- Specialty: Colorectal surgery

= Anorectal disorder =

Anorectal disorders include conditions involving the anorectal junction as seen in the image. They are painful but common conditions like hemorrhoids, tears, fistulas, or abscesses that affect the anal region. Most people experience some form of anorectal disorder during their lifetime. Primary care physicians can treat most of these disorders, however, high-risk individuals include those with HIV, roughly half of whom need surgery to remedy the disorders. Likelihood of malignancy should also be considered in high risk individuals. This is why it is important to perform a full history and physical exam on each patient. Because these disorders affect the rectum, people are often embarrassed or afraid to confer with a medical professional.

== Common conditions ==

| Condition | Symptoms and Signs | Diagnosis | Treatment | Image |
|---|---|---|---|---|
| Hemorrhoids (External and Internal) | Anal bleeding, anal pain, painful defecation. | Visual Exam, Digital Rectal Exam, Anoscopy, Exam under anesthesia if pain is not tolerated. | Non-Surgical Therapy: High Fiber Diet (25g/day for women and 38g/day for men), Stool softeners, increased water intake to 64oz or more daily, regular exercise and bowel habits, topical analgesics.

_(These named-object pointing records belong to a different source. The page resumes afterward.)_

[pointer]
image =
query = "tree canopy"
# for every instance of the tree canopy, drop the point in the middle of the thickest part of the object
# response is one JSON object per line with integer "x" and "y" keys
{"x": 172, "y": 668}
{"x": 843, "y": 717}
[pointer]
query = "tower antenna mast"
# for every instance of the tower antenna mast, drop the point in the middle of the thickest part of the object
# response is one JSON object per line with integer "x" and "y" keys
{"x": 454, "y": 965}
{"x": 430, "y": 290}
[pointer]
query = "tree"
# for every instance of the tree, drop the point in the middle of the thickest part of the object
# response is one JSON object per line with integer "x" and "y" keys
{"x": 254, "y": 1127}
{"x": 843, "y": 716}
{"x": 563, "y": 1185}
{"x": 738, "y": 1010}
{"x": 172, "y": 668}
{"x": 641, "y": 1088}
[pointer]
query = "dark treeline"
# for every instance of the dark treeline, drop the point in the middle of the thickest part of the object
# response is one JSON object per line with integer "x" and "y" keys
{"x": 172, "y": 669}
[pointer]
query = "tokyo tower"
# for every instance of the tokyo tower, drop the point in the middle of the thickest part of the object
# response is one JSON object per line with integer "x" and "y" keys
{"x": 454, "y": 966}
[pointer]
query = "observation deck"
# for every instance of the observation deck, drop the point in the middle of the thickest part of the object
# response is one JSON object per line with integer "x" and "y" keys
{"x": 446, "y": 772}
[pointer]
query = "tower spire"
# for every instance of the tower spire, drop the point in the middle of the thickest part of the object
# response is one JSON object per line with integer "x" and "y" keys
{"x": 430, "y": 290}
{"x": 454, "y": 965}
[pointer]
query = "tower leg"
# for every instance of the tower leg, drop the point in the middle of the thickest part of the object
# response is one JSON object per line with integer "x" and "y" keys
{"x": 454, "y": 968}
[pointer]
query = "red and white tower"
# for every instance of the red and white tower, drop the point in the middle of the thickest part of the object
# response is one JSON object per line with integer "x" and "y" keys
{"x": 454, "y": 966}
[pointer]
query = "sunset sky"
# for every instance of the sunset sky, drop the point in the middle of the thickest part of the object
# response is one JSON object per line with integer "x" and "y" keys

Surgical Therapy. |  |
| Anal Tears and Fissures. | Anal Pain, Anal Spasm, Bleeding with defecation. | Visual Exam, Digital Rectal Exam, Anoscopy. | Non Surgical Therapy: Constipation relief, avoid anal trauma, Topical Nitrates and calcium channel blockers to relax the sphincter, Botulinum Toxin injection. Surgical Therapy (for chronic fissures or when non-surgical therapy fails) : Anal Dilation, Lateral Internal Sphincterotomy, Advancement Flaps, Fissurectomy. |  |
| Anorectal Abscess and Fistula | Painful swelling, Redness, Pain, Bloody diarrhea, an opening can point to a fistula, with or without drainage with itchiness. | Visual Exam, Digital Rectal Exam, Anoscopy, Imaging (CT, MRI) of the fistula tract, endoanal ultrasound, Labs, exam under anesthesia. | Surgical Therapy: Incision and Drainage, Fistulotomy, Fistulectomy, Seton-Primary Drainage of the Fistula, Ligation of intersphincteric Fistula Tract (LIFT), Advancement Flap for Anal Fistula, Anal Fistula Plug, Video-Assisted Anal Fistula Treatment (VAAFT). | Abscess locations. |

== Symptoms and signs ==
Itchiness, a burning sensation, pus discharge, blood, and swelling in around the rectum and anus, diarrhea. Other common symptoms include anal spasm, Bleeding with defecation and painful defecation.

== Diagnosis ==
Doctors uses a variety of tools and techniques to evaluate the type of anorectal disorder, including digital and anoscopic investigations, palpations, and palpitations. The initial examination can be painful because a gastroenterologist will need to spread the buttocks and probe the painful area, which may require a local anesthetic.

==Treatment==
Treatments range from recommendations for over-the-counter products to more invasive surgical procedures.

Among the most common outpatient advice given to patients with less severe disorders include a high-fiber diet, application of ointment, and increased water intake. More serious procedures include the removal of affected tissue, injection of botulinum toxin, or surgically opening the fistula tract in the sphincter muscle.